Kirkidale

Context
Similarly to other Uist sites with names coined in Norse denoting some form of Christianity, there is no archaeological evidence for early Christianity in the vicinity of Kirkidale. Attempts have been made to identify remains, but only certain Neolithic and nineteenth-century remains were found (Raven 2005, 167).

Discussion
Although the name certainly denotes Christian activity in the Scandinavian period, it begs the question of whether Kirkidale actually denotes an early church site in the area. OPS (366) records that ‘there were chapels at Kilbride in Boisdale, and at Kildonnan and apparently also at Clachan of Branagh, Clachan Cuay, and Kirkidale, in the other and larger portion of the parish.’ Dòmhnall Iain MacDhòmhnaill (1981, 13) similarly states that there was a small church or community house at Kirkidale:

Bha an eaglais mhór ann an Cille Pheadair air taobh an iar an eilein, is bha na tighean-pobuill, no na h-eaglaisean beaga, an Cille Bhrìghde, an Cill Donnain, an Circeadal, taobh a deas Loch Aoinert, agus aig Clachan a’Chumhaig.

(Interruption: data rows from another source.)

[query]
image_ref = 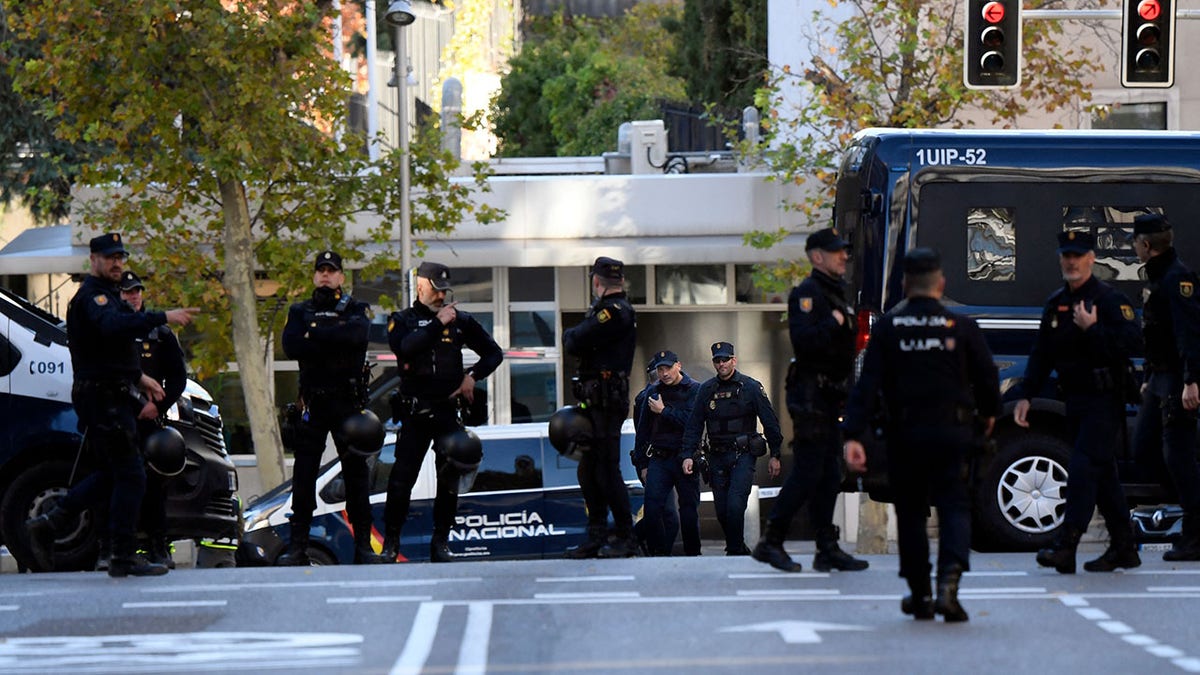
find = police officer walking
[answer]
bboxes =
[279,250,385,565]
[631,356,680,555]
[1131,213,1200,561]
[843,249,999,623]
[382,262,502,562]
[634,350,701,556]
[754,227,868,573]
[28,233,197,577]
[682,342,784,556]
[563,256,637,559]
[1015,231,1143,573]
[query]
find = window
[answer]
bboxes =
[735,265,788,304]
[1061,206,1148,282]
[468,436,543,493]
[656,264,726,305]
[1090,101,1167,130]
[509,362,557,423]
[0,334,18,377]
[967,207,1016,282]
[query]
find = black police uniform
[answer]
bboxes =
[280,251,379,565]
[383,262,502,562]
[631,365,681,555]
[633,353,700,556]
[1131,214,1200,560]
[563,257,637,558]
[1019,231,1143,573]
[682,343,784,555]
[843,249,1000,622]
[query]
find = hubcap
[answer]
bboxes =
[996,455,1068,534]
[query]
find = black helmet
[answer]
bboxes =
[341,410,385,457]
[548,406,593,461]
[143,426,187,476]
[437,428,483,491]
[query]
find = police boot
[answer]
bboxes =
[1164,515,1200,561]
[1036,525,1083,574]
[901,574,935,620]
[379,531,401,563]
[1083,521,1141,572]
[276,531,312,566]
[353,530,389,565]
[597,533,638,559]
[813,526,869,572]
[430,537,457,563]
[94,536,111,572]
[565,527,607,560]
[145,538,175,569]
[25,504,72,572]
[108,541,169,578]
[752,521,802,572]
[934,566,968,623]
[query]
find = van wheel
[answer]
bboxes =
[972,433,1071,552]
[306,547,337,566]
[0,461,99,572]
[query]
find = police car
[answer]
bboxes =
[237,420,648,564]
[0,287,241,571]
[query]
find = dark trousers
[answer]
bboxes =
[290,395,374,540]
[137,420,168,542]
[578,403,633,537]
[644,455,700,555]
[1064,393,1130,533]
[769,403,842,536]
[708,450,757,554]
[384,408,462,541]
[889,428,972,580]
[1134,371,1200,516]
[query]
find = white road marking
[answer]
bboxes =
[0,606,17,612]
[736,590,840,597]
[1149,646,1185,658]
[1173,658,1200,672]
[1097,621,1133,634]
[1128,569,1200,575]
[1123,635,1158,646]
[1148,586,1200,592]
[1075,608,1110,620]
[728,572,830,579]
[455,602,493,675]
[390,602,444,675]
[326,596,432,604]
[535,575,635,583]
[720,620,870,645]
[1058,595,1089,607]
[958,587,1046,594]
[962,571,1029,577]
[142,578,483,593]
[121,600,227,609]
[533,592,641,600]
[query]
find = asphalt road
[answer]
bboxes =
[1,546,1198,674]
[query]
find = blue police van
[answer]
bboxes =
[834,128,1200,550]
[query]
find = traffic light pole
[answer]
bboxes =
[1022,9,1200,20]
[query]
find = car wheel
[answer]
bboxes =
[972,432,1071,552]
[306,546,338,566]
[0,460,99,572]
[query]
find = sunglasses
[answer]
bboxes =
[712,356,732,364]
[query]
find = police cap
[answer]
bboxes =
[417,261,453,290]
[903,248,941,275]
[1057,230,1095,255]
[711,341,735,359]
[650,350,679,369]
[119,271,145,291]
[315,250,342,271]
[90,233,127,257]
[591,256,625,281]
[1133,213,1171,236]
[805,227,850,252]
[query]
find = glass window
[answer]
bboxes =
[735,265,789,304]
[582,265,647,305]
[509,309,556,348]
[510,362,558,423]
[468,437,543,493]
[0,335,19,377]
[1091,102,1167,130]
[356,266,494,305]
[1062,205,1147,281]
[509,268,554,302]
[656,264,726,305]
[967,207,1016,282]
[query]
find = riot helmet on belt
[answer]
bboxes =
[143,426,187,476]
[437,428,483,492]
[548,405,593,461]
[341,410,385,457]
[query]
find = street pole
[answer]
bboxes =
[395,24,412,307]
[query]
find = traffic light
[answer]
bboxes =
[1122,0,1175,87]
[964,0,1021,89]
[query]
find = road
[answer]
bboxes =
[1,547,1198,674]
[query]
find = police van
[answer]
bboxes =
[0,287,241,571]
[834,128,1200,550]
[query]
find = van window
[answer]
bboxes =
[469,436,543,493]
[0,334,18,377]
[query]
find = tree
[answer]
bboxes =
[664,0,767,111]
[7,0,501,489]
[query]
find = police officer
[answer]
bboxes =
[121,271,188,568]
[635,350,701,556]
[754,227,868,573]
[682,341,784,556]
[563,256,637,559]
[1131,213,1200,561]
[1014,230,1143,574]
[279,250,384,565]
[843,249,999,623]
[382,261,503,562]
[631,356,680,555]
[28,233,197,577]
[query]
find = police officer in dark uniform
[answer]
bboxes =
[631,356,681,555]
[27,233,197,577]
[682,341,784,555]
[1014,230,1143,574]
[382,261,503,562]
[563,256,637,559]
[121,271,188,568]
[279,250,384,565]
[634,350,701,556]
[754,227,868,573]
[843,249,999,623]
[1131,213,1200,561]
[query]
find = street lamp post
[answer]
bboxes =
[385,1,415,305]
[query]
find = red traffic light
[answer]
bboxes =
[1138,0,1162,21]
[982,1,1006,24]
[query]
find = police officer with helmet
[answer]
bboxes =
[1131,213,1200,561]
[382,261,502,562]
[562,256,637,559]
[843,249,999,623]
[682,341,784,556]
[754,226,868,573]
[1014,230,1143,574]
[279,250,385,565]
[27,233,198,577]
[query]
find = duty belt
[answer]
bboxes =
[646,444,680,459]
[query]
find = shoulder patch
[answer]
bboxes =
[387,317,395,332]
[94,294,108,306]
[597,308,611,323]
[1121,304,1135,321]
[1181,281,1193,298]
[799,297,813,313]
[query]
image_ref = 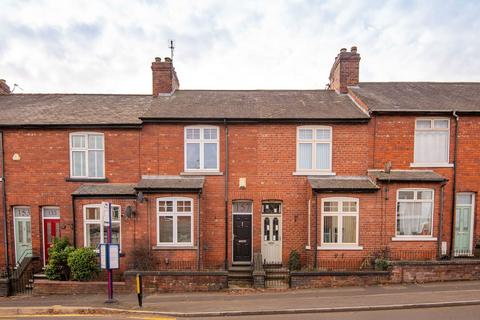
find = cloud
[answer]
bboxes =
[0,0,479,93]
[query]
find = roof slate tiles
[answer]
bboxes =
[351,82,480,113]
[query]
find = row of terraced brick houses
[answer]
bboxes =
[0,47,479,276]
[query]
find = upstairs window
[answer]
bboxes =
[70,133,105,178]
[414,119,449,165]
[297,126,332,172]
[184,126,219,171]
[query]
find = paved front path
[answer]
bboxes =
[1,280,480,315]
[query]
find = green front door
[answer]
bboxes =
[13,207,32,265]
[454,206,472,256]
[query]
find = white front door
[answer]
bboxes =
[261,202,282,264]
[13,207,32,265]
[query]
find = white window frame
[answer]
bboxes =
[184,126,220,172]
[412,118,452,167]
[83,204,121,250]
[156,197,194,247]
[295,126,333,175]
[393,188,436,241]
[319,197,362,250]
[70,132,105,179]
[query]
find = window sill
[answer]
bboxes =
[180,171,223,176]
[317,245,363,251]
[293,171,336,176]
[66,177,108,182]
[391,236,437,242]
[410,163,454,168]
[152,245,197,250]
[305,245,311,250]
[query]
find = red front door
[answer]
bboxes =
[43,219,60,264]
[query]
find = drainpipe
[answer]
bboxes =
[313,192,318,270]
[197,191,201,270]
[449,111,459,258]
[437,181,447,259]
[71,195,77,248]
[0,131,10,276]
[224,120,229,270]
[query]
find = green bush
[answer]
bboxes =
[44,237,74,280]
[288,250,301,271]
[67,247,99,281]
[374,258,390,271]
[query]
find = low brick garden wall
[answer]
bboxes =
[124,270,228,293]
[291,259,480,289]
[390,259,480,284]
[291,271,391,289]
[0,278,9,296]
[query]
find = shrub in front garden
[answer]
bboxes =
[44,237,74,280]
[67,247,99,281]
[288,250,301,271]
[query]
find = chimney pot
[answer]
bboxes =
[0,79,11,95]
[151,56,179,96]
[328,46,360,94]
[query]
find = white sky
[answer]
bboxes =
[0,0,479,93]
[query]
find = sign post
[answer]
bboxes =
[136,273,143,307]
[99,202,118,304]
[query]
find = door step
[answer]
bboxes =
[228,265,253,288]
[33,273,47,280]
[265,266,289,289]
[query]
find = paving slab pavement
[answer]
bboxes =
[1,280,480,317]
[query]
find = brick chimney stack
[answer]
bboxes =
[328,46,360,94]
[0,79,11,95]
[151,57,179,96]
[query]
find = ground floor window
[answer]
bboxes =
[84,204,121,249]
[321,198,359,247]
[396,189,434,237]
[157,197,193,246]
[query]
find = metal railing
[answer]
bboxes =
[10,255,35,295]
[453,248,473,257]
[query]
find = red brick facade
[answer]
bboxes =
[0,48,479,276]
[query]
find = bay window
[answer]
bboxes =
[396,189,434,238]
[70,133,105,178]
[321,197,361,249]
[184,126,219,171]
[157,197,193,246]
[84,204,121,249]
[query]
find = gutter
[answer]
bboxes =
[197,191,201,270]
[71,195,77,248]
[313,192,318,269]
[449,111,459,258]
[0,131,10,276]
[140,118,370,124]
[224,119,229,270]
[438,181,447,259]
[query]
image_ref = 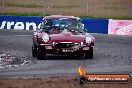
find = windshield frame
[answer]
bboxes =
[40,18,84,33]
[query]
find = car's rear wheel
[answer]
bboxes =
[37,47,46,60]
[32,42,37,57]
[84,47,93,59]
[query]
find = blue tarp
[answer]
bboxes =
[0,16,108,34]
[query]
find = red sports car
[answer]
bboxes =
[32,15,95,60]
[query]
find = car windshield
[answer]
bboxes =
[42,18,84,32]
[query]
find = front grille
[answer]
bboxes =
[55,42,79,49]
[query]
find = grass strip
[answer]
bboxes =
[0,12,132,20]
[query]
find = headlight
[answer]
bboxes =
[85,37,92,43]
[42,34,50,43]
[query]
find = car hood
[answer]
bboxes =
[42,30,91,43]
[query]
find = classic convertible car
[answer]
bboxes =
[32,15,95,60]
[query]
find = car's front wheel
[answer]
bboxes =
[32,42,37,57]
[37,47,46,60]
[84,47,93,59]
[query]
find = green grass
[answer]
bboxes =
[1,12,132,20]
[0,12,49,16]
[51,4,80,8]
[81,15,132,20]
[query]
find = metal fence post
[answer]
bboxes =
[86,2,89,16]
[44,0,47,16]
[129,1,132,17]
[2,0,5,15]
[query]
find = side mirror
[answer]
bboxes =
[40,25,44,29]
[82,24,84,29]
[40,21,45,29]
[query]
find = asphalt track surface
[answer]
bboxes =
[0,29,132,77]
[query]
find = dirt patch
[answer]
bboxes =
[0,77,131,88]
[0,54,31,69]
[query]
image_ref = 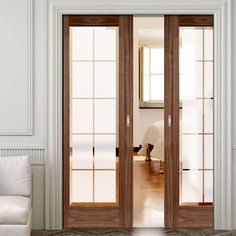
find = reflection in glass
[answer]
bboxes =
[70,26,118,204]
[179,27,214,204]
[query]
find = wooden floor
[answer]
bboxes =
[32,228,234,236]
[133,155,164,227]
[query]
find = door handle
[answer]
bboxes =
[168,115,171,127]
[127,115,130,127]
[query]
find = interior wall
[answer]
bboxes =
[0,0,235,230]
[133,17,164,147]
[0,0,46,229]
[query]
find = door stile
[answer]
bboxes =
[63,15,70,228]
[164,15,179,228]
[122,16,133,228]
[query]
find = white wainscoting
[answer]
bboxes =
[0,148,45,229]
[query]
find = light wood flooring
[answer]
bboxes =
[133,155,164,227]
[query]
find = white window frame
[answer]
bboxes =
[46,0,232,230]
[139,46,165,108]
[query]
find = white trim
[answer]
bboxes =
[0,0,34,136]
[0,148,45,164]
[46,0,232,230]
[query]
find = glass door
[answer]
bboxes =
[164,15,214,228]
[63,15,133,228]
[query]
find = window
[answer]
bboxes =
[139,46,164,108]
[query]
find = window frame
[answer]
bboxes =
[139,46,165,109]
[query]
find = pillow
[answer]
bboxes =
[0,156,31,196]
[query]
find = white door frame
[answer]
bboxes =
[46,0,232,230]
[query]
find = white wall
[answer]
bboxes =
[0,0,235,230]
[0,0,46,229]
[133,17,164,147]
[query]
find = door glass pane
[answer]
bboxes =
[182,100,202,133]
[94,27,117,60]
[179,27,214,205]
[94,62,116,98]
[204,62,213,98]
[94,135,116,169]
[204,135,213,169]
[204,29,213,60]
[94,99,116,133]
[182,135,202,169]
[72,62,93,98]
[72,99,93,133]
[204,170,213,202]
[72,27,93,60]
[181,171,202,203]
[72,135,93,169]
[70,26,118,204]
[71,171,93,202]
[204,100,213,133]
[94,171,116,202]
[179,58,203,99]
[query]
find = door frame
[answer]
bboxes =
[46,0,232,230]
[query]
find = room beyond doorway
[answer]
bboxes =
[133,16,165,227]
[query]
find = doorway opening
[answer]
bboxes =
[133,16,165,227]
[132,15,214,228]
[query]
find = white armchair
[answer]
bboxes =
[0,156,32,236]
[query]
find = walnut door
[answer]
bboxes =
[164,15,214,228]
[63,15,133,228]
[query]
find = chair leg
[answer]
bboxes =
[159,160,164,174]
[145,144,153,161]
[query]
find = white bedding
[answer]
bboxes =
[138,121,164,161]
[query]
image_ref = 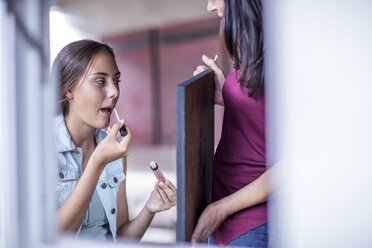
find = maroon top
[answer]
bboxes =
[211,70,267,245]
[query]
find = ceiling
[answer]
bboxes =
[51,0,215,38]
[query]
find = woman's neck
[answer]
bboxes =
[64,113,96,150]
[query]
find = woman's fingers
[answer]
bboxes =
[193,65,208,76]
[202,54,221,72]
[191,221,203,243]
[191,208,214,243]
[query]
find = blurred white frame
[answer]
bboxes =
[0,0,56,247]
[265,1,372,247]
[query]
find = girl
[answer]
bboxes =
[52,39,177,241]
[191,0,272,247]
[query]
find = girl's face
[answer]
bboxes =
[207,0,225,18]
[66,51,121,129]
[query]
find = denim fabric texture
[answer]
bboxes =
[208,223,269,248]
[54,115,125,241]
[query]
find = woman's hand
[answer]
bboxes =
[145,180,177,213]
[92,120,132,166]
[193,54,226,105]
[191,199,229,244]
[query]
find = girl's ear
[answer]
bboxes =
[66,90,73,100]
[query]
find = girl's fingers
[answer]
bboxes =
[154,187,165,205]
[119,126,131,144]
[159,181,176,204]
[157,183,172,204]
[118,126,131,156]
[165,180,177,193]
[108,120,124,138]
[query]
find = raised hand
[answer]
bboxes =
[193,54,226,105]
[93,120,131,166]
[145,180,177,213]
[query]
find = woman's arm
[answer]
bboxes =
[58,121,131,232]
[117,158,177,239]
[57,155,105,232]
[116,170,155,239]
[116,157,154,239]
[191,166,275,243]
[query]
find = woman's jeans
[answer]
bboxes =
[208,223,269,247]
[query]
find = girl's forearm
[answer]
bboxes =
[219,167,273,216]
[215,90,224,106]
[57,159,104,232]
[117,206,155,239]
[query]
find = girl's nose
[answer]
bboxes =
[107,81,119,99]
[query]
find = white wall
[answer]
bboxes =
[266,1,372,247]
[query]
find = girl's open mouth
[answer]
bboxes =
[100,107,113,115]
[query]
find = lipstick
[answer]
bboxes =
[113,108,128,137]
[149,161,166,182]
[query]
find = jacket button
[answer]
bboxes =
[111,208,116,214]
[101,183,107,189]
[59,172,64,179]
[113,177,118,183]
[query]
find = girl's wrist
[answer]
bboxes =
[215,91,224,106]
[89,151,107,170]
[144,202,157,215]
[213,197,232,218]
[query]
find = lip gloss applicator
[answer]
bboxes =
[113,108,128,137]
[149,161,166,182]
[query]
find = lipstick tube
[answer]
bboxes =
[113,108,128,137]
[149,161,166,182]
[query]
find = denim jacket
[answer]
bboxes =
[54,115,125,241]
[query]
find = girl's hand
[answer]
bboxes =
[145,180,177,213]
[191,200,229,244]
[92,120,131,166]
[193,54,226,105]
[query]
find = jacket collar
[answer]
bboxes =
[54,114,107,153]
[55,115,76,153]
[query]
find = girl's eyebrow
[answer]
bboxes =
[92,72,121,76]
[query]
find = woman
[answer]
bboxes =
[52,39,177,241]
[191,0,272,247]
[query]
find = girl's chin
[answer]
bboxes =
[95,119,111,130]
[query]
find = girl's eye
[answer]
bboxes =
[95,79,105,85]
[114,79,121,85]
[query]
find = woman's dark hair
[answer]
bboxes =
[224,0,264,97]
[51,39,115,116]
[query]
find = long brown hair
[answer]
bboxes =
[51,39,115,116]
[224,0,264,97]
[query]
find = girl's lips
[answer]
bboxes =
[100,108,113,115]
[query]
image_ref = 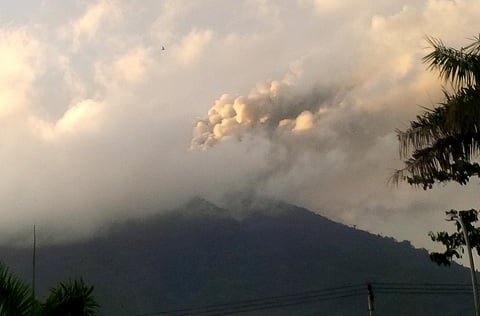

Here, it seems likely that MacDhòmhnaill derives his information from OPS, and the tradition of a church having existed here may ultimately originate from the name Kirkidale and a belief that there ought to have been a church here. There are no traces of such a chapel in the vicinity of Kirkidale onomastically (other than Kirkidale itself) or archaeologically. On the other hand, following surveys of Kirkidale West Moreland (2012, ch 4) argues that the presence of ‘cell-like’ structures ‘is close to what one would expect an early historic monastic site to look like and, given its isolated location and the local tradition and place-name evidence already mentioned, it is possible that, in its earliest phases, this is in fact what it was’. However, this is far from conclusive evidence of an early monastery of church site in the area.

Nevertheless, being coined in Norse, this name clearly reveals some form of medieval Christianity which now appears to have only survived in the place-names. Thus, these names raise important questions regarding what Norse toponyms actually denote. Are they a sign of early contact, indicating a pre-Norse Christian site or, perhaps more likely, were they coined at a time when the Norse had converted to Christianity? Do they indicate the existence of a church in the vicinity at some point or is it more likely that they simply reflect church lands? Ultimately, there is a strong possibility that both Kirkidale and *Crosgard denoted church lands during the Scandinavian period and that they were associated with one of the other church sites on Uist.